Pandemia

¿Experimentos con humanos en Brasil? Denuncian hasta 200 muertes

octubre 15, 2021 1:24 pm POR ACTUALIZATE

Familiares de personas fallecidas por Covid-19 aseguran que se los trató con proxalutamida, una droga que se usa en algunos casos de cáncer.

Un caso muy resonante está comenzando a salir a la luz en el estado brasileño de Amazonas, donde muchos familiares de personas fallecidas por Covid-19 aseguran que se hicieron “experimentos con humanos” al medicar a las víctimas fatales con un medicamento no aprobado que se utiliza en pacientes que tienen ciertos tipos de cáncer.

En total, se están investigando 200 posibles muertes relacionadas a esta causa y la Red Latinoamericana y del Caribe de Educación en Bioética de la Unesco ya presentó un documento que habla de los “episodios más serios y graves de infracción ética” y de “violación de los derechos humanos” en la historia del continente.

Parte de la historia salió a la luz a través de una entrevista publicada por el diario español El País donde se menciona estos supuestos experimentos con humanos. Concretamente, Alessandra Mota, una mujer de 40 años, contó que su tía de 71 Zenite Gonzaga Mota fue hospitalizada en el centro de urgencias de Itacoatiara (a unos 270 kilómetros de Manaos, la capital del Estado de Amazonas) cuando comenzó a tener síntomas de Covid-19. Esto ocurrió los primeros días del mes de febrero de este año.

La paciente llegó al hospital por sus propios medios, comía por su cuenta y hacía sus necesidades sin ayuda de nadie.
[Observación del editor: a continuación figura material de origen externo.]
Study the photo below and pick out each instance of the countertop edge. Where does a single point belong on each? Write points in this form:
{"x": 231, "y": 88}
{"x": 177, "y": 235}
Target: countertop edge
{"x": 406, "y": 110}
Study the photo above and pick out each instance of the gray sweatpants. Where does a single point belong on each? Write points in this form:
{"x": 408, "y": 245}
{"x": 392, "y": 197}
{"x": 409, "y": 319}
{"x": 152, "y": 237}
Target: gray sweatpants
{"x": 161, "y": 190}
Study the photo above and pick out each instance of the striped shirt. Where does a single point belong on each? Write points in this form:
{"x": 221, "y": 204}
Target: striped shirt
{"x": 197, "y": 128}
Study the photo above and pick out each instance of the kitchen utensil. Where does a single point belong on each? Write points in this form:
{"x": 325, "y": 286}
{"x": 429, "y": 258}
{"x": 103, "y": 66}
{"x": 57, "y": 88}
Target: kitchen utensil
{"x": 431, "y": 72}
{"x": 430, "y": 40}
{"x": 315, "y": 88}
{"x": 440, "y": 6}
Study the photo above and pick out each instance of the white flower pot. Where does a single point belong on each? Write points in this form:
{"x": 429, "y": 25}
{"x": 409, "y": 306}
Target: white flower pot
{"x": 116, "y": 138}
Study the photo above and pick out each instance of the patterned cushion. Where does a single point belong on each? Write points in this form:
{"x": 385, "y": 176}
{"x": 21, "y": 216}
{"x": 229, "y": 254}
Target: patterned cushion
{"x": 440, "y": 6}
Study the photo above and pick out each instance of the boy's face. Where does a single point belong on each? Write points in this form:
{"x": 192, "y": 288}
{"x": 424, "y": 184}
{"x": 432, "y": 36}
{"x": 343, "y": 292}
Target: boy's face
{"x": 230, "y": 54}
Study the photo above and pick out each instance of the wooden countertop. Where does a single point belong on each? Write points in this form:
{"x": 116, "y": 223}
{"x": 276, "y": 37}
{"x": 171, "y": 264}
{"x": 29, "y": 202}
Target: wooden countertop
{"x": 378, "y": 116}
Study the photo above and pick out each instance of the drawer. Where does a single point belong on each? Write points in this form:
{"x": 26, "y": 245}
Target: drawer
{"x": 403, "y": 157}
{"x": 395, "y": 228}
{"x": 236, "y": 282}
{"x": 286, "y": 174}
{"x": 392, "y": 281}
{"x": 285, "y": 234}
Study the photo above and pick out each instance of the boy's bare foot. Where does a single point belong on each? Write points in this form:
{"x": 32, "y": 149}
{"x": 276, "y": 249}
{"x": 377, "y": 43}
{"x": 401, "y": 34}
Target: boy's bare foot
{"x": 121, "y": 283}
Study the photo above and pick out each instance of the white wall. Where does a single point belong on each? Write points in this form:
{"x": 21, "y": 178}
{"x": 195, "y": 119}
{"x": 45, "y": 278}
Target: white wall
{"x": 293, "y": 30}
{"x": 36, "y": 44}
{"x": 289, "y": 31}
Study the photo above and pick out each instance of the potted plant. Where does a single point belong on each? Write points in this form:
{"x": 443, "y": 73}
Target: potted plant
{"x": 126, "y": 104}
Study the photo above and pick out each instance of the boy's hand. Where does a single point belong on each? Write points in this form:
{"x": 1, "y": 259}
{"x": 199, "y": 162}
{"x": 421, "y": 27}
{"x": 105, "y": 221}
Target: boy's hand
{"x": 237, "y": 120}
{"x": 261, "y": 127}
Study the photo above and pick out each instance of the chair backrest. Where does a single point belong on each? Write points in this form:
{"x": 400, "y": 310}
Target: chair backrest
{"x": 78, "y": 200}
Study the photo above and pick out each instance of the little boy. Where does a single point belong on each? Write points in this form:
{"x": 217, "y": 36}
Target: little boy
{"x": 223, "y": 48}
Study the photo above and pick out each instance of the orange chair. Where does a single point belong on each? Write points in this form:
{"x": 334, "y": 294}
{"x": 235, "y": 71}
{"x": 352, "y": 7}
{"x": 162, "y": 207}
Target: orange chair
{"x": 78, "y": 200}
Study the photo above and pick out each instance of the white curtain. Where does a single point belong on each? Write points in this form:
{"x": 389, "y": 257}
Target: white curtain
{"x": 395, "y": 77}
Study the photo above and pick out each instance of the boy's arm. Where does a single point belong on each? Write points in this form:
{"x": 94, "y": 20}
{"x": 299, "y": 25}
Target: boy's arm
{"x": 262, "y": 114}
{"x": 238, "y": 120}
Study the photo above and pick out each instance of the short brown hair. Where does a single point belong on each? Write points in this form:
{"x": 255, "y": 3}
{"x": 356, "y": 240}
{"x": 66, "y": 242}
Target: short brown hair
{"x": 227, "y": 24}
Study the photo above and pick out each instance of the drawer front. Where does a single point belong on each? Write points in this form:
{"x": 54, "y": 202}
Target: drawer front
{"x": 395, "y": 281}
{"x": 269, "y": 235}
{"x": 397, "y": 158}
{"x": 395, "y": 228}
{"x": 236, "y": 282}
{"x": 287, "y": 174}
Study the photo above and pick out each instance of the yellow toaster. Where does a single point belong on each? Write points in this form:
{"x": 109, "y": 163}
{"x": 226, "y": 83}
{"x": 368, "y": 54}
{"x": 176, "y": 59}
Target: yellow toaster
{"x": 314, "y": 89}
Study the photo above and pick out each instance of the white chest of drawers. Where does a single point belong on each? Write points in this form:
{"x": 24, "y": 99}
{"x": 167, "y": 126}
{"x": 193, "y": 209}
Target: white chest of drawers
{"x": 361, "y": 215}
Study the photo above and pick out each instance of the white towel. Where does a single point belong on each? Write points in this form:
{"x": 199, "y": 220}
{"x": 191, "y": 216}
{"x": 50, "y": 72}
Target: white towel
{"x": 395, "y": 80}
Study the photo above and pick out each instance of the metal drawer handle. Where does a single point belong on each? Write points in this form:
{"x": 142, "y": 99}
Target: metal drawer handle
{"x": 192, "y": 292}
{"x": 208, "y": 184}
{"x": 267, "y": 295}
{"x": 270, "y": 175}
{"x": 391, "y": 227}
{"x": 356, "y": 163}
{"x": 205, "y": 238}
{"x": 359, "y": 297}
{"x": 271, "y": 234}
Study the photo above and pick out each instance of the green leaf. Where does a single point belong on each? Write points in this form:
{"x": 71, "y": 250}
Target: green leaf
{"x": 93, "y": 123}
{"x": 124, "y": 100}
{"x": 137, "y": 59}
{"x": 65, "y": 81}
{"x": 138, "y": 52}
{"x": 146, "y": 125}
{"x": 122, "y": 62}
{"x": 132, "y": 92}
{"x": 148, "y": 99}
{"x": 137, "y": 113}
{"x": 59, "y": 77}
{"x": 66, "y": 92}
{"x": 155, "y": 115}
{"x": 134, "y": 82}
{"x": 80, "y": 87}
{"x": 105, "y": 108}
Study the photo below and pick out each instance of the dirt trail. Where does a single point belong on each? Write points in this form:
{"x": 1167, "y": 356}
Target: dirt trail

Solamente inhalaba un poco de oxígeno algunas veces al día. Pero los pronósticos eran buenos y los familiares de Zenite suponían que, en pocos días, la mujer podría volver a su casa.
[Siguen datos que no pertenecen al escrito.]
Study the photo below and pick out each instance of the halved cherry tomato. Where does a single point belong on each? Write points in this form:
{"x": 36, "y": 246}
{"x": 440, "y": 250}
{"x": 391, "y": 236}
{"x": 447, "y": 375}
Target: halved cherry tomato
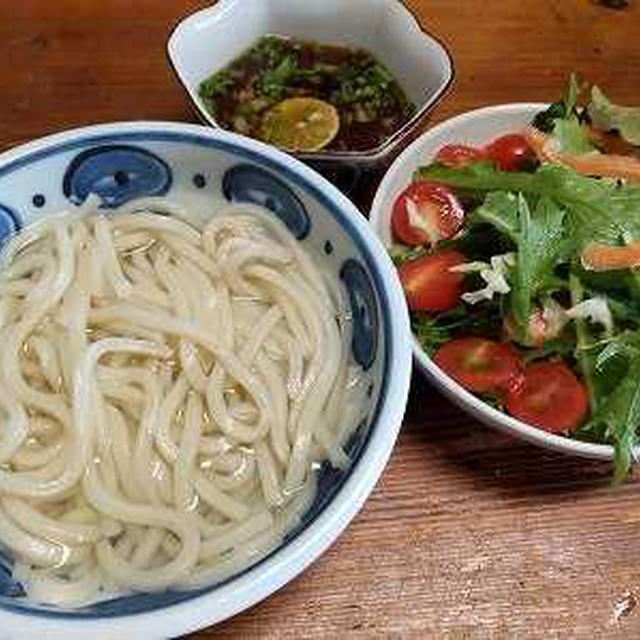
{"x": 548, "y": 396}
{"x": 458, "y": 155}
{"x": 479, "y": 364}
{"x": 428, "y": 283}
{"x": 510, "y": 152}
{"x": 426, "y": 212}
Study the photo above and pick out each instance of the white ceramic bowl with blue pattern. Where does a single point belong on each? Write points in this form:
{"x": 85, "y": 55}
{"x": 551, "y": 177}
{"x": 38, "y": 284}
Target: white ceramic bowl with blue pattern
{"x": 197, "y": 167}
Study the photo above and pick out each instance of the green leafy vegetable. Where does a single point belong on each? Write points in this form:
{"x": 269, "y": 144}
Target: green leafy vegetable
{"x": 608, "y": 116}
{"x": 541, "y": 243}
{"x": 572, "y": 136}
{"x": 275, "y": 81}
{"x": 597, "y": 209}
{"x": 216, "y": 85}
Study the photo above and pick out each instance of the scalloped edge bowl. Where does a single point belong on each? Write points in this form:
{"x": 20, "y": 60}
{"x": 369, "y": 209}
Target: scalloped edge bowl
{"x": 208, "y": 39}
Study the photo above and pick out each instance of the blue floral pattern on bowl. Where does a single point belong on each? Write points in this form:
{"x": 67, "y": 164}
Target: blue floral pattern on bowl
{"x": 9, "y": 222}
{"x": 117, "y": 173}
{"x": 249, "y": 183}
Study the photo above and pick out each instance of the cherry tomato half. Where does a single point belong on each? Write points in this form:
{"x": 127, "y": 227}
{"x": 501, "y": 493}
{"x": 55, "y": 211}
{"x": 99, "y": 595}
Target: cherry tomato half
{"x": 458, "y": 155}
{"x": 428, "y": 284}
{"x": 510, "y": 153}
{"x": 479, "y": 364}
{"x": 426, "y": 212}
{"x": 548, "y": 396}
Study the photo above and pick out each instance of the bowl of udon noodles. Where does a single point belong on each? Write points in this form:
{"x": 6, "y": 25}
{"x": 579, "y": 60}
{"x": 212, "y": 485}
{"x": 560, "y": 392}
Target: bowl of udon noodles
{"x": 204, "y": 365}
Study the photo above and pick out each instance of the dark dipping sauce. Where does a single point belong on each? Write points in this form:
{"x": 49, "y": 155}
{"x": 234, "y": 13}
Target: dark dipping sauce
{"x": 371, "y": 104}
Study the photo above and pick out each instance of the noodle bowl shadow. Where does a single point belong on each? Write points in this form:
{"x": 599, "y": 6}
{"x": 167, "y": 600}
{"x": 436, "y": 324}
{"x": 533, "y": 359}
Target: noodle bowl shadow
{"x": 198, "y": 169}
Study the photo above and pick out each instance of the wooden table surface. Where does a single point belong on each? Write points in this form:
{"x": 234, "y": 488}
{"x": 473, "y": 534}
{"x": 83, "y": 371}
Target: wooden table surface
{"x": 468, "y": 534}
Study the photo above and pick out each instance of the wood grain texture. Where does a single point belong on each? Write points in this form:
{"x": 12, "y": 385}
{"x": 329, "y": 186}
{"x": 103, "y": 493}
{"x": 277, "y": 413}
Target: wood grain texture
{"x": 469, "y": 534}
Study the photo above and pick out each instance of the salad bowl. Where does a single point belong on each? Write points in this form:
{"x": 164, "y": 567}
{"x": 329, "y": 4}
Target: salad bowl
{"x": 475, "y": 128}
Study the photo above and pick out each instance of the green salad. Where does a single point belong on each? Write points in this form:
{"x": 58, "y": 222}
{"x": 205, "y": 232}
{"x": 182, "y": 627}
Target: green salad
{"x": 520, "y": 262}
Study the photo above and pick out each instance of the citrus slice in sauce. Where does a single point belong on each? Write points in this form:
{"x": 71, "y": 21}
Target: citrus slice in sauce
{"x": 301, "y": 124}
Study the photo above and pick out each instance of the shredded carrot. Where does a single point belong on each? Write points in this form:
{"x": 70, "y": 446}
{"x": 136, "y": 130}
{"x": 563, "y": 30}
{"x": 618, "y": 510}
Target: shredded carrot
{"x": 603, "y": 257}
{"x": 592, "y": 164}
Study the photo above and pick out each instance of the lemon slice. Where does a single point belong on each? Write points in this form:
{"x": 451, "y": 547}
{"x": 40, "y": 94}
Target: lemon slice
{"x": 301, "y": 124}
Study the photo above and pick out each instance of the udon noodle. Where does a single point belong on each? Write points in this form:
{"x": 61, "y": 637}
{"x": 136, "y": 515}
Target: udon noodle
{"x": 166, "y": 392}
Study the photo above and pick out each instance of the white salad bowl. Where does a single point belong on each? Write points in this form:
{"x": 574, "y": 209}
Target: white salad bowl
{"x": 476, "y": 127}
{"x": 209, "y": 39}
{"x": 198, "y": 168}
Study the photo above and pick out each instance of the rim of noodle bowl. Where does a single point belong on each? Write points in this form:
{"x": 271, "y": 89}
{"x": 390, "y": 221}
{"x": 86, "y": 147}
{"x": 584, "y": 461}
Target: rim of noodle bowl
{"x": 478, "y": 126}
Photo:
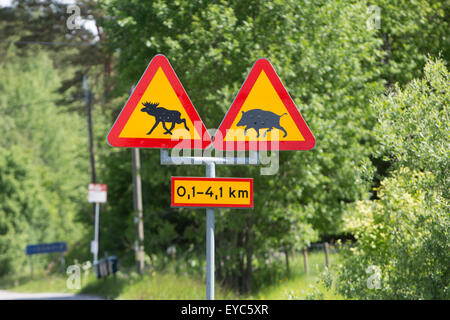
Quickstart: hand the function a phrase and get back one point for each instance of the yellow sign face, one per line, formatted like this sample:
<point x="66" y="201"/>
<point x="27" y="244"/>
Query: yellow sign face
<point x="212" y="192"/>
<point x="264" y="97"/>
<point x="159" y="91"/>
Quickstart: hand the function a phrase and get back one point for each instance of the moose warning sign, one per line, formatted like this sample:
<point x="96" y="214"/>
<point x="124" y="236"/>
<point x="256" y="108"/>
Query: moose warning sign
<point x="159" y="113"/>
<point x="263" y="116"/>
<point x="212" y="192"/>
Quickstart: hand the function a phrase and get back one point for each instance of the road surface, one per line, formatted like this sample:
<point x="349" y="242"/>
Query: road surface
<point x="9" y="295"/>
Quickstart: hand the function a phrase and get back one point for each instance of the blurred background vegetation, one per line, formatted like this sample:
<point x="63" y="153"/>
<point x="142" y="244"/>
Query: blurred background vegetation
<point x="369" y="77"/>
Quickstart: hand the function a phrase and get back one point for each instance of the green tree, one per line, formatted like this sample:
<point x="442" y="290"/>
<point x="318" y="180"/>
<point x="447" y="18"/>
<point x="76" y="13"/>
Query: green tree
<point x="405" y="232"/>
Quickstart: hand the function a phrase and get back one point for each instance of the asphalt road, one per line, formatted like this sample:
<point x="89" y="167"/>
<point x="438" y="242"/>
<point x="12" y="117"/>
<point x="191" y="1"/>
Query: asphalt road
<point x="8" y="295"/>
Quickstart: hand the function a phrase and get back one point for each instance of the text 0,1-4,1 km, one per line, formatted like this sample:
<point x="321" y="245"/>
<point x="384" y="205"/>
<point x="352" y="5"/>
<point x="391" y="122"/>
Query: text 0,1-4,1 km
<point x="212" y="192"/>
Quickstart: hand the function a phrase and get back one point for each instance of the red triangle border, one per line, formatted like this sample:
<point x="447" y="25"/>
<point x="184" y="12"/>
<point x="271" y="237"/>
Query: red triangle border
<point x="113" y="138"/>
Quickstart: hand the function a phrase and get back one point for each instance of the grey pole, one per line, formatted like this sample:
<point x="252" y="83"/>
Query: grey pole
<point x="97" y="209"/>
<point x="210" y="173"/>
<point x="31" y="266"/>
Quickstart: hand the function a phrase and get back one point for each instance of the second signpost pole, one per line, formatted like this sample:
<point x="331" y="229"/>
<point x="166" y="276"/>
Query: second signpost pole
<point x="210" y="173"/>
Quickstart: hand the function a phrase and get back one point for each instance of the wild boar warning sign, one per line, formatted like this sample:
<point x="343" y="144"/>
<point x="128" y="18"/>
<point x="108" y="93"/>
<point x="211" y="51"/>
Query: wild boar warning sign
<point x="263" y="116"/>
<point x="159" y="113"/>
Sin embargo, en algún momento de la internación, se la empezó a medicar con proxalutamida, una droga experimental que se aplica en algunos casos muy puntuales de cáncer. Aquí es donde comienzan las sospechas de posible experimentación médica humana.

A los pocos días del ingreso de Zenite en la clínica, Luiz Alberto Nicolau, presidente del centro médico Grupo Samel, declaró que la ciudad de Itacoatiara sería la primera del país en beneficiarse con “un medicamento estadounidense para el tratamiento del cáncer que funciona excepcionalmente contra la covid-19″. Era, claro, la proxalutamida, una droga no registrada en Brasil. El propio Nicolau dijo que, por pedido del alcalde local Mario Abrahim, en su hospital y en todos los de Itacoatiara se daría ese medicamento a pacientes con Covid-19.

Así fue cómo el 11 de febrero, cinco días después de ser internada, Zenite Gonzaga Mota empezó a tomar tres píldoras al día de proxalutamida, lo que quedó registrado en el historial médico. Además, vía inhalación, tomaba dosis diarias de hidroxicloroquina y también le daban la polémica ivermectina. Los familiares que acompañaban a la paciente recibían la medicación en sobres y se la daban a la enferma, confiando ciegamente en los doctores, los cuales, según la familia, no le hicieron ningún tipo de seguimiento en el tiempo que estuvo ingresada.

De acuerdo a Alessandra, la sobrina, “en cuanto empezó a tomar la medicación, sintió que le faltaba el aire, alcanzaba las 170 pulsaciones por minuto, tenía sangre en la orina, hematomas en el pie y diarrea. A nosotros no se nos explicó qué medicamento era ni que se trataba de un estudio. Sólo nos dieron un papel que firmamos porque confiamos en los médicos”.

Cuando la situación de Zenite se complicó definitivamente, su familia empezó a elevar pedidos dentro del centro médico para trasladarla a Manaos, los cuales fueron denegados en varias oportunidades. Cuando, finalmente, les aprobaron el traslado, Zenite estaba en “estado de debilidad”. La mujer terminó muriendo el día 13 de marzo.

Este caso es uno de los alrededor de 200 de experimentos con humanos realizados en Brasil durante el año a través de la proxalutamida. La Comisión Nacional de Ética en la Investigación (CONEP), órgano que forma parte del Ministerio de Sanidad brasileño, autorizó estudios con proxalutamida en los primeros meses de 2021 pero, según lo que informan ahora, en el Estado de Amazonas se incluyeron a unos 645 pacientes, cuando el máximo permitido eran 294. Jorge Venâncio, coordinador de la CONEP, dice que “hay indicios de irregularidades en el estudio, así como transgresiones de las normas vigentes sobre ética en investigación con seres humanos”.

Denuncias similares a las del caso de Zenite se recibieron en otras ciudades de Amazonas como Maués y Parintins. También se está investigando en zonas del sur del país.